Welathanthrige Savindu Pasan Botheju1, Nicola Schieferdecker2, Amit Mehta, MD3, Saurabh Mukewar, MD, MBBS4, David Wan, MD4
1Weill Cornell Medicine Qatar, Cornell University, Qatar Foundation, Doha, Ar Rayyan, Qatar; 2Ludwig Maximilians University, Munich, Bayern, Germany; 3New York-Presbyterian / Weill Cornell Medical Center, New York, NY; 4Weill Cornell Medical College, New York, NY
Introduction: Most peptic ulcer disease cases are often asymptomatic or present with dyspepsia. However, a small number present with complications such as bleeding, gastric outlet obstruction or perforation. Most of these complications can be treated with endoscopic interventions, while sometimes surgical intervention is required in cases with perforation or severe bleeding. Here we report a case of a man with a penetrating gastric body ulcer that led to massive bleeding requiring emergent surgery.

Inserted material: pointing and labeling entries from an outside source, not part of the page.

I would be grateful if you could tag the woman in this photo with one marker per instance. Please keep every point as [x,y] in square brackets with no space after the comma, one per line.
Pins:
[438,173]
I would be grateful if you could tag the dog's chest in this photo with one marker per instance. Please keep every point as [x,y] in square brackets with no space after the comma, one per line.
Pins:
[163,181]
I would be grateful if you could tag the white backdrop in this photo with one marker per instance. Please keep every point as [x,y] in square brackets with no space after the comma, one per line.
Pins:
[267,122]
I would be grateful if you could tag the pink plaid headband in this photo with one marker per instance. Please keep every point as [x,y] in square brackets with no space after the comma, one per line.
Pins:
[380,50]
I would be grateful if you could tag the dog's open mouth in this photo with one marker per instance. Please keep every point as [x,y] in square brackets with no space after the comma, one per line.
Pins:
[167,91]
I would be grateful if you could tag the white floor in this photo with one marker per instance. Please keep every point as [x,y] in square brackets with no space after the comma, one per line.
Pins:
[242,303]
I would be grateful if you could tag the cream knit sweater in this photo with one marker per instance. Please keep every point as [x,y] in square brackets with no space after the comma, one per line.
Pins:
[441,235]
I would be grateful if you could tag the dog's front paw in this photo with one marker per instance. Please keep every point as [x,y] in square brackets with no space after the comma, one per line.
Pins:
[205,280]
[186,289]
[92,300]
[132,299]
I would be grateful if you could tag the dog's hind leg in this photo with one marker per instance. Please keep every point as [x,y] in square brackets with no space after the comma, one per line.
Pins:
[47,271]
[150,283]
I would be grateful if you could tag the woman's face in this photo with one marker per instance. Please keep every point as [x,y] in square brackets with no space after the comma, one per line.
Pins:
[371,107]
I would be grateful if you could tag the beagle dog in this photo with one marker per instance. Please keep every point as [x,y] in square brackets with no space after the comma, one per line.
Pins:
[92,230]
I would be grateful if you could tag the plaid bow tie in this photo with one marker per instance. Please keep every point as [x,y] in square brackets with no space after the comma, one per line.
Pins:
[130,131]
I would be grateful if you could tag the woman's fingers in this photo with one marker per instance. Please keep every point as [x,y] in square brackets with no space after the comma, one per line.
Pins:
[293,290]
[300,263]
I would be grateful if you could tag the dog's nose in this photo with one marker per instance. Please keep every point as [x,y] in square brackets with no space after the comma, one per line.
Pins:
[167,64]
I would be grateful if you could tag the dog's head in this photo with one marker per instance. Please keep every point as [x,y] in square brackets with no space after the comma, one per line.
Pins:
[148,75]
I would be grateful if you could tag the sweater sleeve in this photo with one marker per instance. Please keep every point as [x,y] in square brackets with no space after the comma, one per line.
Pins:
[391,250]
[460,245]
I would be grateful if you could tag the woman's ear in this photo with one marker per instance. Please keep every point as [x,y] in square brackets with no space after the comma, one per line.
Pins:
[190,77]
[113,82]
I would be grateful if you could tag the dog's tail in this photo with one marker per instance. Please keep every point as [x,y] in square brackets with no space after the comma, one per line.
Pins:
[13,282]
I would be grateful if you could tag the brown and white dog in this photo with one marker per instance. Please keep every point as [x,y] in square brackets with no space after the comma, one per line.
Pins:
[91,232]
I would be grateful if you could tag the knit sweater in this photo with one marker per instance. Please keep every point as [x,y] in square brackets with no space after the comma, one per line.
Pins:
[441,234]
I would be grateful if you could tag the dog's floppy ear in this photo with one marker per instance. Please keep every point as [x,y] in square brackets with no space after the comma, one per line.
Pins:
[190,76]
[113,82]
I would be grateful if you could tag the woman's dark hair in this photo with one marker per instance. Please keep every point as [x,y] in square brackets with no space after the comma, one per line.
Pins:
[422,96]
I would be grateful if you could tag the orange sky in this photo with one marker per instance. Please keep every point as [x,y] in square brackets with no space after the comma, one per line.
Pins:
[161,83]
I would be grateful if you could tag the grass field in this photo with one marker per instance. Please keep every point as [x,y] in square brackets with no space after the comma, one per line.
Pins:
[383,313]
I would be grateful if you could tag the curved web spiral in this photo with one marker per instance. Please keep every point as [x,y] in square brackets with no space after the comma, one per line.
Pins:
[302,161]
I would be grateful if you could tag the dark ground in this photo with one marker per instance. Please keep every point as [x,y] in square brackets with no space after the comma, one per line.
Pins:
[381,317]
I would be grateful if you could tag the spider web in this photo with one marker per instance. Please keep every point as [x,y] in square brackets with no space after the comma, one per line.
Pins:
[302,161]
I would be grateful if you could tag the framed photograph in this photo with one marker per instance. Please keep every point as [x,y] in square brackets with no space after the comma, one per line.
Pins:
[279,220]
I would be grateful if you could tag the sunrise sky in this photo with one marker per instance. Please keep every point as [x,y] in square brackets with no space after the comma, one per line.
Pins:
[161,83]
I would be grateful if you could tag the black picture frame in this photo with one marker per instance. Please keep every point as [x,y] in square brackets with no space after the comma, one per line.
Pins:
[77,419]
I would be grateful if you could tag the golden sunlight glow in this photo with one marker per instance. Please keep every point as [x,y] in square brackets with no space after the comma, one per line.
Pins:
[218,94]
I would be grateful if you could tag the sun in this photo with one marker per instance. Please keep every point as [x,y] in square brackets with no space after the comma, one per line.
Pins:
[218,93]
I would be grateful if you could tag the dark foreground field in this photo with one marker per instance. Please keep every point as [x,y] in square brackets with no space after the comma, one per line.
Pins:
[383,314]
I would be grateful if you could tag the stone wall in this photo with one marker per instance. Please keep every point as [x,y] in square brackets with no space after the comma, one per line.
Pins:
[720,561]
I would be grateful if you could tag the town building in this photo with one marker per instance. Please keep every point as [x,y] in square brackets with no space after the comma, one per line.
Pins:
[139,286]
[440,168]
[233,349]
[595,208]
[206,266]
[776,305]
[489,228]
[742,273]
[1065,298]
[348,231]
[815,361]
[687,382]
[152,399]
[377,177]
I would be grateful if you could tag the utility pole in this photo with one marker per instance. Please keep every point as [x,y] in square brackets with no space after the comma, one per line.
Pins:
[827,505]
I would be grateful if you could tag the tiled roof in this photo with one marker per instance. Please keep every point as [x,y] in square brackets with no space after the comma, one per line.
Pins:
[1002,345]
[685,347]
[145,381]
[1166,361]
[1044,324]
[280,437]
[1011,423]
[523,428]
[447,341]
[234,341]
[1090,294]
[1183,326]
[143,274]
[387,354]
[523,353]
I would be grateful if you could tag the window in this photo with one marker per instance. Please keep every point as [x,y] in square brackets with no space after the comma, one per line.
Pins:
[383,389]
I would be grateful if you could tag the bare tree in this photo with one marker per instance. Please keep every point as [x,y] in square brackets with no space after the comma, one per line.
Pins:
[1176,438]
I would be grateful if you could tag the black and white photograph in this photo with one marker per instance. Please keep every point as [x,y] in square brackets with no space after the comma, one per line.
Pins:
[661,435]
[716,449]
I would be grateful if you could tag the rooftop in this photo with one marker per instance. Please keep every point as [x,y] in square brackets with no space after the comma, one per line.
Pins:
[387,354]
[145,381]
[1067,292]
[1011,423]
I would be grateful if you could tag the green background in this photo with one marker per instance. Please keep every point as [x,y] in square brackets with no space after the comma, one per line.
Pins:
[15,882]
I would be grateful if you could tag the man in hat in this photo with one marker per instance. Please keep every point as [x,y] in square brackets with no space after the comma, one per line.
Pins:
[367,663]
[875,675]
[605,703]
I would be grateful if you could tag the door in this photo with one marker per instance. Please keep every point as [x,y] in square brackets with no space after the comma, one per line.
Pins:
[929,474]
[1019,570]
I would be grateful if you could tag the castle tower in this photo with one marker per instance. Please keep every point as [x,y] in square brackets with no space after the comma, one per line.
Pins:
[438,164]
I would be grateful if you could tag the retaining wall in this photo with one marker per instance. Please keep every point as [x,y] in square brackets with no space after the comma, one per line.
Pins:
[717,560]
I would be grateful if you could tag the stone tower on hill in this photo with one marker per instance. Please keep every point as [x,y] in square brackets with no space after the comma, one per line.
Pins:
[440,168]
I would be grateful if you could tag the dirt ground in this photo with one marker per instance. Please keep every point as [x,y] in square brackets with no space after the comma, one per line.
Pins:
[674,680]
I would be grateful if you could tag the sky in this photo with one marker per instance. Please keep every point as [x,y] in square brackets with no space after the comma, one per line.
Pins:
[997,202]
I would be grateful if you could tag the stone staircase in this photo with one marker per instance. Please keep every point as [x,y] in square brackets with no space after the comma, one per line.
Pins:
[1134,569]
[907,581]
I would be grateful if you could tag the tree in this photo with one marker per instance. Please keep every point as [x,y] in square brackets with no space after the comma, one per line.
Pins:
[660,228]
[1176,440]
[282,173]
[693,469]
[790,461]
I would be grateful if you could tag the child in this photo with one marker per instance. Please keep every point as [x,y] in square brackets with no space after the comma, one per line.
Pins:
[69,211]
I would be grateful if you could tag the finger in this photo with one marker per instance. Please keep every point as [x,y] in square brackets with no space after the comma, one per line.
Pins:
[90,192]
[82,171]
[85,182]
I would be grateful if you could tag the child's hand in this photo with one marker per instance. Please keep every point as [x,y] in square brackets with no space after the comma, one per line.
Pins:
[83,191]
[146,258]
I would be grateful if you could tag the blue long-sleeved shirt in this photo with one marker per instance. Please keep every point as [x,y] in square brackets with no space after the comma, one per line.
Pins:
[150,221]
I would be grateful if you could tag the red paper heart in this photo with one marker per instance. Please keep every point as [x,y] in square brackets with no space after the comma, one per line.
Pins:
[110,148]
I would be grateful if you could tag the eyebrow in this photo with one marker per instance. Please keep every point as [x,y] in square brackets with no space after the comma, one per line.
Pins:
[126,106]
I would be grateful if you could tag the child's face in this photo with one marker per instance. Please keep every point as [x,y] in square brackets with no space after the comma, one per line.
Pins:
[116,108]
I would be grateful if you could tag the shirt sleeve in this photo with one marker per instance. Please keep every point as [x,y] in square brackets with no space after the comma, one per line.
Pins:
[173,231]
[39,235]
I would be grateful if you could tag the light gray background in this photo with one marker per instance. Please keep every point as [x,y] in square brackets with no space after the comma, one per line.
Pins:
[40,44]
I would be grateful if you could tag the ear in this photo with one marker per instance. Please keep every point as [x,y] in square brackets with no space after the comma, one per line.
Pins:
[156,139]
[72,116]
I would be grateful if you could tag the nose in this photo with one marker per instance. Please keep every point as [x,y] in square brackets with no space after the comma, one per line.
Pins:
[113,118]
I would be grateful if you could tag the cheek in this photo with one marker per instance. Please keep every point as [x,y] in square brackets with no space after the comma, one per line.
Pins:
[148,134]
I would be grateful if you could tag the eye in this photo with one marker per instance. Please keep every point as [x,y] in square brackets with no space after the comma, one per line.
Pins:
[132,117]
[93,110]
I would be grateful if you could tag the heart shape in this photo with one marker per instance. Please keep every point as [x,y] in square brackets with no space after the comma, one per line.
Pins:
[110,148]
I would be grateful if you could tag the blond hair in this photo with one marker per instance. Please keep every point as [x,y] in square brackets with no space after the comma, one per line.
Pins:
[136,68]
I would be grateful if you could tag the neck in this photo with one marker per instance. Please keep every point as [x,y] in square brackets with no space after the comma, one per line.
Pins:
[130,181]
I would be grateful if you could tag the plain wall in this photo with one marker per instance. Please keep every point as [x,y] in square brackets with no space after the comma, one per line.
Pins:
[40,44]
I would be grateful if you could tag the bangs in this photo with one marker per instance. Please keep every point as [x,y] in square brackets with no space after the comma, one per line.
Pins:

Case Description/Methods: A 65-year old male with a history of hypertrophic obstructive cardiomyopathy presented with melena, dyspnea, and lightheadedness. Prior to the melena, he had abdominal pain and consumed ten tablets of Ibuprofen daily. On presentation, he was tachycardic, anemic with a Hb of 7.4 g/dL, BUN/Cr of 51 and was given a unit of blood. Electrolytes, creatinine and coagulation profile were unremarkable. A CT A/P showed a large, deep peptic ulcer (Image 1). An EGD revealed a clean-based 5 cm non-bleeding, posterior wall gastric body ulcer with a biopsy positive for chronic active H.pylori gastritis. However, he continued to bleed and received several transfusions. A repeat EGD revealed the previous non-bleeding ulcer with a large, visible vessel (Forrest IIA) (Fig. 1) with unsuccessful hemostasis and resultant active bleeding and hemodynamic instability. An emergent laparotomy and anterior gastrotomy revealed 2L of blood in the stomach. The ulcer had penetrated the retroperitoneal tissue and vessels and was resected carefully. He was started on quadruple therapy for H.pylori.
Discussion: The prevalence of peptic ulcer disease (PUD) has been declining since the 1990s and while H.pylori prevalence has reduced, more PUD cases are being attributed to the use of NSAIDs, aspirin and anticoagulants. Some cases precipitate into severe complications such as gastric outlet obstruction, perforation, bleeding or penetration. As in this case, posterior wall ulcers are associated with penetration and hemorrhage due to the close proximity to vessels such as the gastroduodenal artery and retroperitoneal vessels and pursuing endoscopic hemostasis must be considered a high-risk procedure in these patients. Caution must be applied in such cases where a large vessel is visualized, due to the risk of exsanguination. If imaging prior to endoscopic intervention shows close proximity to a large vessel, it may be prudent to defer endoscopic treatment and consider interventional radiology or surgical intervention instead.
Citation: Welathanthrige Savindu Pasan Botheju; Nicola Schieferdecker; Amit Mehta, MD; Saurabh Mukewar, MD, MBBS; David Wan, MD. P1345 - THE PLIGHT OF THE PEPTIC ULCER: SECONDS FROM EXSANGUINATION. Program No. P1345. ACG 2019 Annual Scientific Meeting Abstracts. San Antonio, Texas: American College of Gastroenterology.